Here is a region-by-region breakdown of measures being taken:
- Travellers arriving on international flights to Nigeria's biggest city, Lagos, are being asked to fill out a form detailing their health history before having their temperature taken by two nurses.
- Lagos state has set up a special quarantine unit where all five confirmed Ebola cases are being treated. The hospital where the first Ebola patient died has been closed indefinitely. President Goodluck Jonathan announced additional isolation centres, screening at borders and contact tracing and called on community groups to limit gatherings.
- Screening has been put in place at the main airports in Kenya, Ethiopia, Rwanda, Tanzania and Uganda, while the Democratic Republic of Congo has toughened its screening measures.
- In Sudan, all African Union-United Nations Mission in Darfur staff will have to undergo strict medical tests with UN-certified medical staff while travelling between west Africa and the Mission.
- Health ministers from the 15 Southern African Development Community (SADC) countries have urged governments and community, religious and political leaders to work together to increase awareness and prevent the disease from taking hold in the region.
- Two American missionaries evacuated from Liberia after contracting the disease are receiving an experimental drug as part of their treatment at Emory University Hospital in Georgia. Their condition improved after taking the drug.
- The US Centers for Disease Control and Prevention (CDC) has 200 staff working on the Ebola response and the number is expected to increase rapidly in the days to come.
- An elderly Spanish missionary was evacuated from Liberia after contracting Ebola while helping hospital patients in Monrovia. He was accompanied by a nun who was also displaying symptoms, but she has so far tested negative. For travellers from countries such as Nigeria, Spain relies on pilots to inform authorities of any passengers whose health provokes concern.
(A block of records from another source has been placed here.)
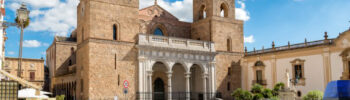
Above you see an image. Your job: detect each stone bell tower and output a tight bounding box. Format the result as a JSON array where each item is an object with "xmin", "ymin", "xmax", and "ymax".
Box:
[
  {"xmin": 77, "ymin": 0, "xmax": 139, "ymax": 43},
  {"xmin": 192, "ymin": 0, "xmax": 243, "ymax": 52},
  {"xmin": 191, "ymin": 0, "xmax": 244, "ymax": 99},
  {"xmin": 76, "ymin": 0, "xmax": 139, "ymax": 100}
]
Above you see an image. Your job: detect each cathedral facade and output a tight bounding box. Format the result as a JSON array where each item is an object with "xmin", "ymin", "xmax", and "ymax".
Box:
[
  {"xmin": 47, "ymin": 0, "xmax": 244, "ymax": 100},
  {"xmin": 46, "ymin": 0, "xmax": 350, "ymax": 100}
]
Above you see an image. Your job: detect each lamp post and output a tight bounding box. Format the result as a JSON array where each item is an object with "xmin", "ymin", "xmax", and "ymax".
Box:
[{"xmin": 17, "ymin": 4, "xmax": 29, "ymax": 78}]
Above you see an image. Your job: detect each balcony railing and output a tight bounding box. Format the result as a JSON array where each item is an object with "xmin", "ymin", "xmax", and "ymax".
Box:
[
  {"xmin": 136, "ymin": 92, "xmax": 221, "ymax": 100},
  {"xmin": 252, "ymin": 80, "xmax": 267, "ymax": 85},
  {"xmin": 138, "ymin": 34, "xmax": 215, "ymax": 52},
  {"xmin": 246, "ymin": 39, "xmax": 334, "ymax": 55}
]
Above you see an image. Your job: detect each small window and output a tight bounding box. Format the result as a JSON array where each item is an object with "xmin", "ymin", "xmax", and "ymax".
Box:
[
  {"xmin": 226, "ymin": 38, "xmax": 232, "ymax": 51},
  {"xmin": 154, "ymin": 28, "xmax": 164, "ymax": 36},
  {"xmin": 29, "ymin": 72, "xmax": 35, "ymax": 81},
  {"xmin": 70, "ymin": 47, "xmax": 74, "ymax": 55},
  {"xmin": 80, "ymin": 79, "xmax": 84, "ymax": 93},
  {"xmin": 113, "ymin": 24, "xmax": 118, "ymax": 40},
  {"xmin": 297, "ymin": 91, "xmax": 302, "ymax": 97},
  {"xmin": 68, "ymin": 60, "xmax": 73, "ymax": 66},
  {"xmin": 256, "ymin": 70, "xmax": 263, "ymax": 84},
  {"xmin": 348, "ymin": 61, "xmax": 350, "ymax": 73},
  {"xmin": 118, "ymin": 75, "xmax": 120, "ymax": 86},
  {"xmin": 227, "ymin": 82, "xmax": 231, "ymax": 91},
  {"xmin": 220, "ymin": 3, "xmax": 228, "ymax": 17},
  {"xmin": 294, "ymin": 65, "xmax": 303, "ymax": 79},
  {"xmin": 227, "ymin": 67, "xmax": 231, "ymax": 76},
  {"xmin": 199, "ymin": 5, "xmax": 207, "ymax": 19}
]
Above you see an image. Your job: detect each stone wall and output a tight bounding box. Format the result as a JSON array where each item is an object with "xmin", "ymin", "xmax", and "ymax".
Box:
[
  {"xmin": 215, "ymin": 52, "xmax": 242, "ymax": 100},
  {"xmin": 78, "ymin": 39, "xmax": 138, "ymax": 99},
  {"xmin": 3, "ymin": 57, "xmax": 44, "ymax": 86}
]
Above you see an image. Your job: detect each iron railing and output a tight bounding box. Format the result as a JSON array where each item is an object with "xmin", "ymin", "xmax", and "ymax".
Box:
[
  {"xmin": 136, "ymin": 92, "xmax": 221, "ymax": 100},
  {"xmin": 0, "ymin": 80, "xmax": 18, "ymax": 100}
]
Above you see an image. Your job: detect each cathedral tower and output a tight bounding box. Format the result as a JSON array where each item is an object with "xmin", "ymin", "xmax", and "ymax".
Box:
[
  {"xmin": 191, "ymin": 0, "xmax": 244, "ymax": 99},
  {"xmin": 76, "ymin": 0, "xmax": 139, "ymax": 100},
  {"xmin": 192, "ymin": 0, "xmax": 243, "ymax": 52}
]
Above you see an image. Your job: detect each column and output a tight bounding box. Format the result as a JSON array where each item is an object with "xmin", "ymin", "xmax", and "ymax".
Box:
[
  {"xmin": 167, "ymin": 72, "xmax": 173, "ymax": 100},
  {"xmin": 148, "ymin": 71, "xmax": 153, "ymax": 100},
  {"xmin": 185, "ymin": 72, "xmax": 191, "ymax": 100},
  {"xmin": 202, "ymin": 74, "xmax": 207, "ymax": 100}
]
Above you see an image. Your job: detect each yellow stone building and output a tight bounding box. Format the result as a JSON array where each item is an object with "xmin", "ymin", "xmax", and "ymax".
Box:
[
  {"xmin": 2, "ymin": 57, "xmax": 45, "ymax": 87},
  {"xmin": 46, "ymin": 0, "xmax": 349, "ymax": 100},
  {"xmin": 242, "ymin": 30, "xmax": 350, "ymax": 97}
]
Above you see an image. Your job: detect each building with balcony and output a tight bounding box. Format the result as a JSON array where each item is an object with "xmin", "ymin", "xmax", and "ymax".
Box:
[
  {"xmin": 46, "ymin": 0, "xmax": 350, "ymax": 100},
  {"xmin": 2, "ymin": 57, "xmax": 44, "ymax": 87}
]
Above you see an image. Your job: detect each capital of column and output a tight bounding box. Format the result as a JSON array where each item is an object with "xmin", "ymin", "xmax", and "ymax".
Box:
[
  {"xmin": 138, "ymin": 57, "xmax": 146, "ymax": 61},
  {"xmin": 202, "ymin": 74, "xmax": 208, "ymax": 79},
  {"xmin": 166, "ymin": 72, "xmax": 173, "ymax": 78},
  {"xmin": 185, "ymin": 73, "xmax": 191, "ymax": 78},
  {"xmin": 147, "ymin": 71, "xmax": 153, "ymax": 76}
]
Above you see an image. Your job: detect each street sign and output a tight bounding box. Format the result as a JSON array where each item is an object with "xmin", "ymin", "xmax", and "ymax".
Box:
[{"xmin": 124, "ymin": 80, "xmax": 129, "ymax": 88}]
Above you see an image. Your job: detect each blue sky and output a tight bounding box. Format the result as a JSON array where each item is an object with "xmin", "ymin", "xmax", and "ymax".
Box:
[{"xmin": 5, "ymin": 0, "xmax": 350, "ymax": 58}]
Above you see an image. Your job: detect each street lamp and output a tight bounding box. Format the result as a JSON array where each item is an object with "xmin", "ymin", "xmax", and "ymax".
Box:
[{"xmin": 17, "ymin": 4, "xmax": 29, "ymax": 78}]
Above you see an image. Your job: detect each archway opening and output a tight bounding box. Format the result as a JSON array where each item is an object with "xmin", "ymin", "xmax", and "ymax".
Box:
[
  {"xmin": 152, "ymin": 62, "xmax": 168, "ymax": 100},
  {"xmin": 153, "ymin": 78, "xmax": 165, "ymax": 100},
  {"xmin": 220, "ymin": 3, "xmax": 228, "ymax": 17},
  {"xmin": 190, "ymin": 64, "xmax": 204, "ymax": 100},
  {"xmin": 171, "ymin": 63, "xmax": 186, "ymax": 99},
  {"xmin": 199, "ymin": 5, "xmax": 207, "ymax": 19},
  {"xmin": 153, "ymin": 28, "xmax": 164, "ymax": 36}
]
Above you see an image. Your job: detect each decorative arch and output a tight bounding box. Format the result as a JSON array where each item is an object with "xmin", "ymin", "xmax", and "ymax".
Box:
[
  {"xmin": 112, "ymin": 22, "xmax": 120, "ymax": 40},
  {"xmin": 220, "ymin": 2, "xmax": 229, "ymax": 17},
  {"xmin": 150, "ymin": 24, "xmax": 169, "ymax": 36},
  {"xmin": 226, "ymin": 38, "xmax": 232, "ymax": 51},
  {"xmin": 189, "ymin": 63, "xmax": 207, "ymax": 74},
  {"xmin": 252, "ymin": 60, "xmax": 267, "ymax": 85},
  {"xmin": 199, "ymin": 5, "xmax": 207, "ymax": 19},
  {"xmin": 150, "ymin": 60, "xmax": 171, "ymax": 71},
  {"xmin": 339, "ymin": 48, "xmax": 350, "ymax": 80}
]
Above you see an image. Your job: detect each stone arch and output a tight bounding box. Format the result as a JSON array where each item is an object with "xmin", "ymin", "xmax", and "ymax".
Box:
[
  {"xmin": 219, "ymin": 2, "xmax": 229, "ymax": 17},
  {"xmin": 199, "ymin": 5, "xmax": 207, "ymax": 19},
  {"xmin": 112, "ymin": 21, "xmax": 121, "ymax": 40},
  {"xmin": 150, "ymin": 23, "xmax": 169, "ymax": 36},
  {"xmin": 189, "ymin": 63, "xmax": 207, "ymax": 74},
  {"xmin": 150, "ymin": 60, "xmax": 171, "ymax": 71}
]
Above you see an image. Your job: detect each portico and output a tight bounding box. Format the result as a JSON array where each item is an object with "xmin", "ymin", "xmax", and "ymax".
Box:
[{"xmin": 137, "ymin": 34, "xmax": 216, "ymax": 100}]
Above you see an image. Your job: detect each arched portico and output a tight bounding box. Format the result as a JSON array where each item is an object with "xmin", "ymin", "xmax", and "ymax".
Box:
[{"xmin": 137, "ymin": 35, "xmax": 216, "ymax": 100}]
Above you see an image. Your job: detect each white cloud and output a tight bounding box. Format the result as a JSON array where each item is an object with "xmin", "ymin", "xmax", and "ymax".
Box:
[
  {"xmin": 9, "ymin": 0, "xmax": 250, "ymax": 36},
  {"xmin": 23, "ymin": 40, "xmax": 41, "ymax": 48},
  {"xmin": 10, "ymin": 0, "xmax": 79, "ymax": 36},
  {"xmin": 236, "ymin": 0, "xmax": 250, "ymax": 21},
  {"xmin": 7, "ymin": 51, "xmax": 15, "ymax": 55},
  {"xmin": 43, "ymin": 43, "xmax": 50, "ymax": 47},
  {"xmin": 140, "ymin": 0, "xmax": 250, "ymax": 22},
  {"xmin": 244, "ymin": 35, "xmax": 255, "ymax": 43}
]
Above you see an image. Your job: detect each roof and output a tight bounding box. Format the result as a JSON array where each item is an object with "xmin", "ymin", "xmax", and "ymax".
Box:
[
  {"xmin": 246, "ymin": 39, "xmax": 335, "ymax": 56},
  {"xmin": 55, "ymin": 36, "xmax": 77, "ymax": 42},
  {"xmin": 5, "ymin": 57, "xmax": 44, "ymax": 61}
]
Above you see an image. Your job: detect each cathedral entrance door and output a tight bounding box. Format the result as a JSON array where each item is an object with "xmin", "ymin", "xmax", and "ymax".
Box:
[{"xmin": 153, "ymin": 78, "xmax": 165, "ymax": 100}]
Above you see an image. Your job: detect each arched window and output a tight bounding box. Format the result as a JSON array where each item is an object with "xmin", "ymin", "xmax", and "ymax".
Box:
[
  {"xmin": 70, "ymin": 47, "xmax": 74, "ymax": 55},
  {"xmin": 227, "ymin": 38, "xmax": 232, "ymax": 51},
  {"xmin": 199, "ymin": 5, "xmax": 207, "ymax": 19},
  {"xmin": 220, "ymin": 3, "xmax": 228, "ymax": 17},
  {"xmin": 153, "ymin": 28, "xmax": 164, "ymax": 36},
  {"xmin": 113, "ymin": 24, "xmax": 118, "ymax": 40}
]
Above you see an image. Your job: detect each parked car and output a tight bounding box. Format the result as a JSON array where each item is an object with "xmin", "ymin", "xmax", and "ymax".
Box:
[{"xmin": 323, "ymin": 80, "xmax": 350, "ymax": 100}]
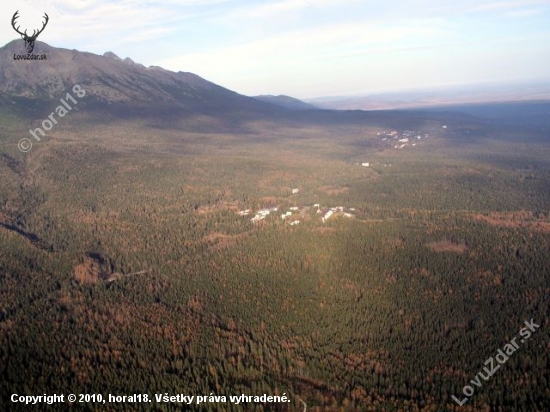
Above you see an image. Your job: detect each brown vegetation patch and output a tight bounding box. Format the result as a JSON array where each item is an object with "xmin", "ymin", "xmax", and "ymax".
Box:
[
  {"xmin": 73, "ymin": 257, "xmax": 103, "ymax": 285},
  {"xmin": 203, "ymin": 232, "xmax": 247, "ymax": 250},
  {"xmin": 317, "ymin": 186, "xmax": 349, "ymax": 196},
  {"xmin": 195, "ymin": 202, "xmax": 239, "ymax": 215},
  {"xmin": 426, "ymin": 240, "xmax": 468, "ymax": 253},
  {"xmin": 472, "ymin": 210, "xmax": 550, "ymax": 232}
]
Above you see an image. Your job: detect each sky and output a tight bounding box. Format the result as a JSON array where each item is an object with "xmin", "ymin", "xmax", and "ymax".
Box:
[{"xmin": 0, "ymin": 0, "xmax": 550, "ymax": 99}]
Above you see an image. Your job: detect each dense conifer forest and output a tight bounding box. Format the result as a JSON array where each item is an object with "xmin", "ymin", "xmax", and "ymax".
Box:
[{"xmin": 0, "ymin": 105, "xmax": 550, "ymax": 412}]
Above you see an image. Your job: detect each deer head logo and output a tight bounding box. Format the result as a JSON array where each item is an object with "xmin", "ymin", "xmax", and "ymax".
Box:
[{"xmin": 11, "ymin": 10, "xmax": 50, "ymax": 54}]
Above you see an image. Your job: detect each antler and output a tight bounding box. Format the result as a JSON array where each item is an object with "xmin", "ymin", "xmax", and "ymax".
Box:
[
  {"xmin": 32, "ymin": 13, "xmax": 50, "ymax": 37},
  {"xmin": 11, "ymin": 10, "xmax": 50, "ymax": 39},
  {"xmin": 11, "ymin": 10, "xmax": 27, "ymax": 36}
]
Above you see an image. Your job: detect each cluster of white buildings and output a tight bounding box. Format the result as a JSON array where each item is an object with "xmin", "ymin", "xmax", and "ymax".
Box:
[
  {"xmin": 250, "ymin": 207, "xmax": 279, "ymax": 223},
  {"xmin": 377, "ymin": 130, "xmax": 430, "ymax": 149},
  {"xmin": 238, "ymin": 203, "xmax": 355, "ymax": 226}
]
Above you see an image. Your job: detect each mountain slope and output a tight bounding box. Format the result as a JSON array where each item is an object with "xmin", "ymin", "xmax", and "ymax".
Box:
[
  {"xmin": 0, "ymin": 40, "xmax": 281, "ymax": 112},
  {"xmin": 254, "ymin": 95, "xmax": 318, "ymax": 110}
]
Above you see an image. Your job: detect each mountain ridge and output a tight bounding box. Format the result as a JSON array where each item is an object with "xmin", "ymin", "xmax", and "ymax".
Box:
[{"xmin": 0, "ymin": 40, "xmax": 282, "ymax": 112}]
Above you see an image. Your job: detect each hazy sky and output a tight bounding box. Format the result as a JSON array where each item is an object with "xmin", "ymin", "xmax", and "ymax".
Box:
[{"xmin": 0, "ymin": 0, "xmax": 550, "ymax": 98}]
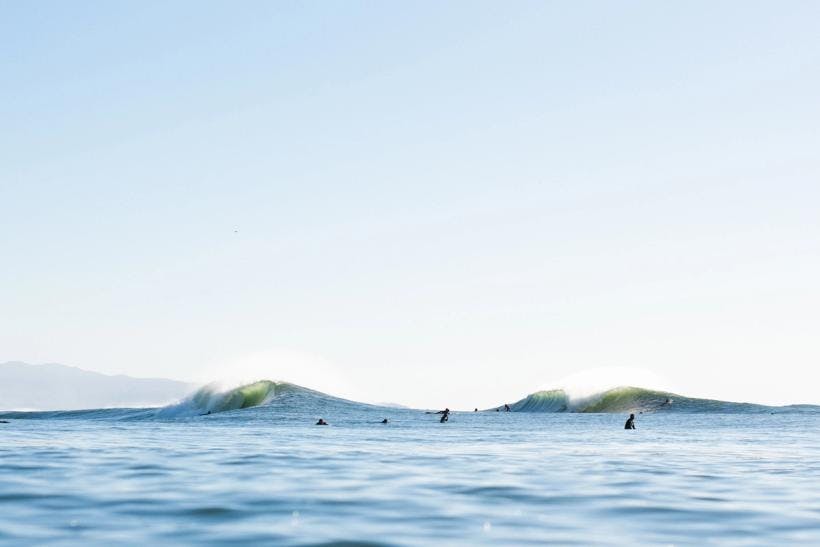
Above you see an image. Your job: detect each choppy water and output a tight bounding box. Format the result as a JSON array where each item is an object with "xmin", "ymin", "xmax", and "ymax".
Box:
[{"xmin": 0, "ymin": 403, "xmax": 820, "ymax": 545}]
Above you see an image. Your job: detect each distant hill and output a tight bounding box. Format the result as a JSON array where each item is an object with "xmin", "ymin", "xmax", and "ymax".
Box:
[{"xmin": 0, "ymin": 362, "xmax": 197, "ymax": 410}]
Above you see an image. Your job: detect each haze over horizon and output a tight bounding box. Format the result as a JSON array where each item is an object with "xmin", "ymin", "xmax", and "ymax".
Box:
[{"xmin": 0, "ymin": 1, "xmax": 820, "ymax": 408}]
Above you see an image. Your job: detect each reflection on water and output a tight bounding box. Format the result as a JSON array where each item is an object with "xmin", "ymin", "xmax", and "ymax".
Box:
[{"xmin": 0, "ymin": 412, "xmax": 820, "ymax": 545}]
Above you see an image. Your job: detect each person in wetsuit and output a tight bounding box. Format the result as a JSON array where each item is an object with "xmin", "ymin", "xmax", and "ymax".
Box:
[{"xmin": 439, "ymin": 408, "xmax": 450, "ymax": 424}]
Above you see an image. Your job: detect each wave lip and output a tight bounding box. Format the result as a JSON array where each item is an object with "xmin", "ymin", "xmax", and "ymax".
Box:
[
  {"xmin": 502, "ymin": 386, "xmax": 820, "ymax": 413},
  {"xmin": 158, "ymin": 380, "xmax": 298, "ymax": 416}
]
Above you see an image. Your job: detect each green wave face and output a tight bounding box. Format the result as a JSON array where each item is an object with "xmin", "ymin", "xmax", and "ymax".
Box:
[
  {"xmin": 578, "ymin": 387, "xmax": 672, "ymax": 412},
  {"xmin": 510, "ymin": 389, "xmax": 569, "ymax": 412},
  {"xmin": 192, "ymin": 380, "xmax": 287, "ymax": 412},
  {"xmin": 511, "ymin": 386, "xmax": 774, "ymax": 413}
]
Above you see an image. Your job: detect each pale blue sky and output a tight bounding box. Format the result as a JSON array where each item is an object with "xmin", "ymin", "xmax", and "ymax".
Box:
[{"xmin": 0, "ymin": 1, "xmax": 820, "ymax": 407}]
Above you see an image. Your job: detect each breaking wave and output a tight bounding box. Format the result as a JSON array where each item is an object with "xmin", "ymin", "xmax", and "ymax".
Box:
[{"xmin": 510, "ymin": 386, "xmax": 818, "ymax": 413}]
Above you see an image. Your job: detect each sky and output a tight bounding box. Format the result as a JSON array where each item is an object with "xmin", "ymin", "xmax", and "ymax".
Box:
[{"xmin": 0, "ymin": 0, "xmax": 820, "ymax": 408}]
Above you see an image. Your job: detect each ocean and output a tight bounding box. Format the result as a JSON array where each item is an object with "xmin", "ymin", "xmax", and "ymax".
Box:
[{"xmin": 0, "ymin": 384, "xmax": 820, "ymax": 545}]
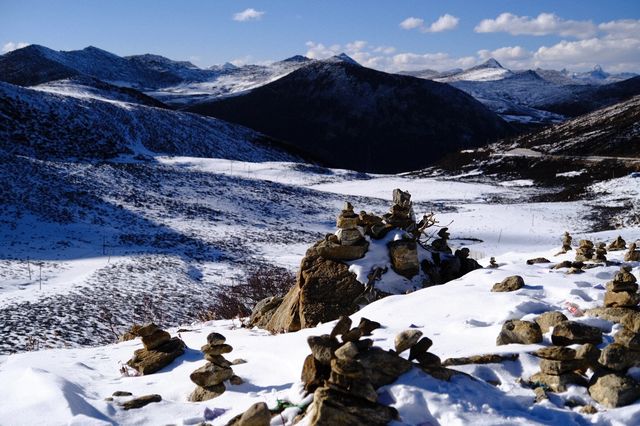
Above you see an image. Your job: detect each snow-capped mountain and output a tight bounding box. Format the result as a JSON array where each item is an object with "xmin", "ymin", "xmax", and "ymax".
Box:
[{"xmin": 188, "ymin": 57, "xmax": 511, "ymax": 172}]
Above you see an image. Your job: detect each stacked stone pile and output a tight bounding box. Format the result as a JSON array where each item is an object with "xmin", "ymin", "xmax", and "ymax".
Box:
[
  {"xmin": 127, "ymin": 323, "xmax": 185, "ymax": 375},
  {"xmin": 604, "ymin": 266, "xmax": 640, "ymax": 308},
  {"xmin": 576, "ymin": 240, "xmax": 595, "ymax": 262},
  {"xmin": 189, "ymin": 333, "xmax": 242, "ymax": 401}
]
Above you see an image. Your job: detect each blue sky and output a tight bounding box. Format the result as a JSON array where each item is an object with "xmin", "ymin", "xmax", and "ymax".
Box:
[{"xmin": 0, "ymin": 0, "xmax": 640, "ymax": 72}]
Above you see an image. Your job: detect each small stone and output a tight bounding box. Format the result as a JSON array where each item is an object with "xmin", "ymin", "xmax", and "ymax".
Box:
[
  {"xmin": 491, "ymin": 275, "xmax": 524, "ymax": 292},
  {"xmin": 121, "ymin": 394, "xmax": 162, "ymax": 410},
  {"xmin": 331, "ymin": 316, "xmax": 351, "ymax": 337},
  {"xmin": 589, "ymin": 374, "xmax": 640, "ymax": 408},
  {"xmin": 409, "ymin": 337, "xmax": 433, "ymax": 360},
  {"xmin": 534, "ymin": 311, "xmax": 568, "ymax": 333},
  {"xmin": 496, "ymin": 320, "xmax": 542, "ymax": 346},
  {"xmin": 358, "ymin": 317, "xmax": 381, "ymax": 336},
  {"xmin": 335, "ymin": 342, "xmax": 358, "ymax": 359},
  {"xmin": 551, "ymin": 321, "xmax": 602, "ymax": 346},
  {"xmin": 229, "ymin": 374, "xmax": 244, "ymax": 386},
  {"xmin": 189, "ymin": 383, "xmax": 226, "ymax": 402},
  {"xmin": 207, "ymin": 332, "xmax": 227, "ymax": 346},
  {"xmin": 307, "ymin": 334, "xmax": 339, "ymax": 365},
  {"xmin": 200, "ymin": 343, "xmax": 233, "ymax": 356},
  {"xmin": 394, "ymin": 329, "xmax": 422, "ymax": 354},
  {"xmin": 189, "ymin": 363, "xmax": 233, "ymax": 388},
  {"xmin": 533, "ymin": 346, "xmax": 576, "ymax": 361}
]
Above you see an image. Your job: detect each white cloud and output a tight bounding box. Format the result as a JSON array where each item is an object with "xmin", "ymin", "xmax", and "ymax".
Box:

- The European Union on Friday allocated an extra eight million euros -- bringing total funding for the crisis to 11.9 million euros -- and a new mobile laboratory to fight the Ebola outbreak.
- All passengers boarding Air France flights from Guinea and Sierra Leone must take a temperature test at the airport before receiving boarding passes, while Amsterdam's Schiphol Airport has set up checks for travellers arriving from Nigeria, including a body temperature check.
- France is preparing to deploy mobile laboratories and to evacuate citizens from affected countries if necessary.
- In Switzerland, passengers on board a flight from Brussels were kept on the plane after a passenger travelling from Africa vomited and showed signs of fever during the flight, but health experts diagnosed it as food poisoning.
- Britain has set up a two-bed Ebola unit, but unlike other countries has decided against screening incoming international travellers at airports, with authorities saying experts doubt the effectiveness of temperature screening in the early stages of the disease.
- Russia has checked 45 flights from west Africa in 24 hours, but no cases were found.
- Czech health authorities are distributing information leaflets to airports and key railway stations, while Serbia, Albania and Macedonia have all reinforced health inspection teams at airports and border crossings.
- Japan on Friday called on citizens living in affected countries to evacuate immediately.
- Saudi Arabia on Monday suspended the granting of visas to Hajj worshippers from Liberia, Sierra Leone and Guinea.
- Dubai-based airline Emirates last week suspended its flights to Guinea.
- Specialist isolation units have been set up in many other countries including South Africa, Denmark, Sweden, Switzerland, Serbia, Sweden and Bosnia to deal with any cases.